Il primo, che verrebbe schierato da mezzala, piace al Teramo, ma il club brianzolo, nonostante Pavan spinga per andare via, vuole trattenerlo (contratto in scadenza nel 2020) e, almeno per il momento, non lo libera. Il nome di Ligi, invece, rientra nella trattativa per Arrighini, ma il Carpi non ha finora aperto alla possibilità di lasciare partire i due (entrambi sotto contratto per un altro anno) senza il pagamento di una buonuscita.
Ai biancorossi piace anche il centrocampista Alberto Gerbo, svincolato dal Foggia, ma il giocatore preferisce attendere una chiamata dalla serie B.
Le difficoltà per completare la rosa, dunque, non mancano, e molte situazioni potrebbero sbloccarsi verso la fine del mercato. Un nome che potrebbe fare al caso del Teramo, per il centrocampo, è quello di Yusupha Bobb, 23enne gambiano del Chievo.
L’allenatore biancorosso Bruno Tedino ne sta parlando con la dirigenza e, in caso di parere positivo, il Diavolo tenterebbe di affondare i colpi per Bobb, già seguito dai biancorossi nell'estate del 2017.
Si attende soltanto l'ufficialità dell'ingaggio del giovane mediano Simone Santoro, classe 1999, che ieri ha ottenuto lo svincolo dal Palermo.
Le amichevoli. La squadra continua la preparazione a Celano, al ritmo di doppie sedute giornaliere. Da segnalare che il capitano Ivan Speranza ha accusato un infortunio muscolare alla cosica. Il difensore ha lasciato il rittiro ed è rientrato a Teramo per sottoporsi agli esami strumentali.
Sono intanto tre i test pre-campionato già programmati (i primi due non ufficiali). Sabato, alle 17, la squadra di Tedino sarà di scena a Canistro contro lo Sportland Celano (Prima Categoria) nella prima uscita stagionale; mercoledì 31 luglio, alle 17, il Teramo giocherà a Pescina contro il Capistrello (Eccellenza) mentre venerdì 2 agosto, sempre alle 17, i biancorossi se la vedranno a Pescina contro un avversario ancora da definire.
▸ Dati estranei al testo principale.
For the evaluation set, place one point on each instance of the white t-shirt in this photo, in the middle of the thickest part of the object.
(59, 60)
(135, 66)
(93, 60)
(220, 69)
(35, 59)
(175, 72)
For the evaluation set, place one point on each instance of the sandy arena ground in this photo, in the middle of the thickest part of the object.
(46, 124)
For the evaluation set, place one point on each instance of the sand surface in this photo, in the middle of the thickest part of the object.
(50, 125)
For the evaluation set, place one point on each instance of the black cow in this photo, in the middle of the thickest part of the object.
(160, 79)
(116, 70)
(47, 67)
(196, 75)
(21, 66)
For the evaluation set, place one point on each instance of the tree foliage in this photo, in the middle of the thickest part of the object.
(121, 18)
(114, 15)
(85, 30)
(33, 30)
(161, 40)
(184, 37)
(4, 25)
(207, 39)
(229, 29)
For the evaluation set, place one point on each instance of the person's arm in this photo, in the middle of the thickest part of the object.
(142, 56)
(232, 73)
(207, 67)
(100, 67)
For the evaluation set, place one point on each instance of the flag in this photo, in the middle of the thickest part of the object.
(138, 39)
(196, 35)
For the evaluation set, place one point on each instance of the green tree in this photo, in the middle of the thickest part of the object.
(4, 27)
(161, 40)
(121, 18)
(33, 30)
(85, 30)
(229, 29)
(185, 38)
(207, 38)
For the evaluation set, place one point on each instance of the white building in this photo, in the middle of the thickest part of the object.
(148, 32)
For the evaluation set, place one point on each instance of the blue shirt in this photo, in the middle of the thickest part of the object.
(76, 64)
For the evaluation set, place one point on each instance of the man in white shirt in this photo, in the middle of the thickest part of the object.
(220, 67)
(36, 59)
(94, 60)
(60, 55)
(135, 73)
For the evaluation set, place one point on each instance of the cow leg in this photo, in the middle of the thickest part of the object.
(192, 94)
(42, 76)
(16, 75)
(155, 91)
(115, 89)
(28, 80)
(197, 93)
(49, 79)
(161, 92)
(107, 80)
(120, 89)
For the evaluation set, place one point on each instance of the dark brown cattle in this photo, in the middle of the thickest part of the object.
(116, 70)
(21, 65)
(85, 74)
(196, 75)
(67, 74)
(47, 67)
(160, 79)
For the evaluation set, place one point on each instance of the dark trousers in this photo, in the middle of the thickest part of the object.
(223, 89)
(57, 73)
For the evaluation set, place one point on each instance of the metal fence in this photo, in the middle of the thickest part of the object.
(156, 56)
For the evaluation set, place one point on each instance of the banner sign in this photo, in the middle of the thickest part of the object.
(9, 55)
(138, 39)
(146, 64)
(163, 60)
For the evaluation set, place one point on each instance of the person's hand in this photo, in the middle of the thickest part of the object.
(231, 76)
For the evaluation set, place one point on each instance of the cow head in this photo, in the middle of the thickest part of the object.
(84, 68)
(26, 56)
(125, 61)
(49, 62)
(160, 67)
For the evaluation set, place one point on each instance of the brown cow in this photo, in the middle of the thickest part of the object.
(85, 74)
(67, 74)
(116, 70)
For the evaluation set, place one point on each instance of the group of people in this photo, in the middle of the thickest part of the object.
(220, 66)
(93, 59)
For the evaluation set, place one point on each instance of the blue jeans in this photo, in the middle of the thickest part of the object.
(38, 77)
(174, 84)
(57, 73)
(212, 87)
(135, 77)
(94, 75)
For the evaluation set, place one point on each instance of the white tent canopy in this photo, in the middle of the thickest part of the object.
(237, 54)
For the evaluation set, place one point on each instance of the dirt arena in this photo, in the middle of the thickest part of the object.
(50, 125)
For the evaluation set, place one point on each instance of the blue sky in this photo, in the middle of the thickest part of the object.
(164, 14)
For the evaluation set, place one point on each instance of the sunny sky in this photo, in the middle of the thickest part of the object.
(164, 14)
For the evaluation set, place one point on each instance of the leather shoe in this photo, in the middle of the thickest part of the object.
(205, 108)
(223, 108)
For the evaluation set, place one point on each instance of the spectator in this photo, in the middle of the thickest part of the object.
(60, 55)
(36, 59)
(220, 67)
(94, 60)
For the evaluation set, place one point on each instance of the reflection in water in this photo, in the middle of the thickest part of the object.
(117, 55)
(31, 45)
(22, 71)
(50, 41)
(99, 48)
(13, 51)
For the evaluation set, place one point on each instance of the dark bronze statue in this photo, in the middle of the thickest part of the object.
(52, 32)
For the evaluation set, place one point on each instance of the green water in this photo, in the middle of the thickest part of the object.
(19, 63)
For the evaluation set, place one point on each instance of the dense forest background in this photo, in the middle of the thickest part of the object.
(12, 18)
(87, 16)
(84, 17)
Il calendario. Viene compilato oggi il calendario 2019-2020 di serie C. L'appuntamento è alle 18,30 al salone d'Onore del Coni, a Roma, con diretta tv su Raisport a partire dalle 18,50. Il campionato prenderà il via il 25 agosto e chiuderà la regular season il 26 aprile. Non ci sono state prese di posizione ufficiali, da parte della Lega Pro, dopo la clamorosa sentenza del Collegio di Garanzia del Coni che ha accolto i ricorsi di Bisceglie e Audace Cerignola facendo salire il numero di squadre da 59 a 61.
Una situazione piuttosto imbarazzante per i vertici della serie C, visto che l'intento del presidente Francesco Ghirelli è sempre stato quello di rispettare il format delle 60 partecipanti. Salvo ulteriori e improvvisi ribaltoni delle prossime ore il calendario sarà impostato su due gironi da 20 e uno (il C, quello del Teramo) da 21 squadre.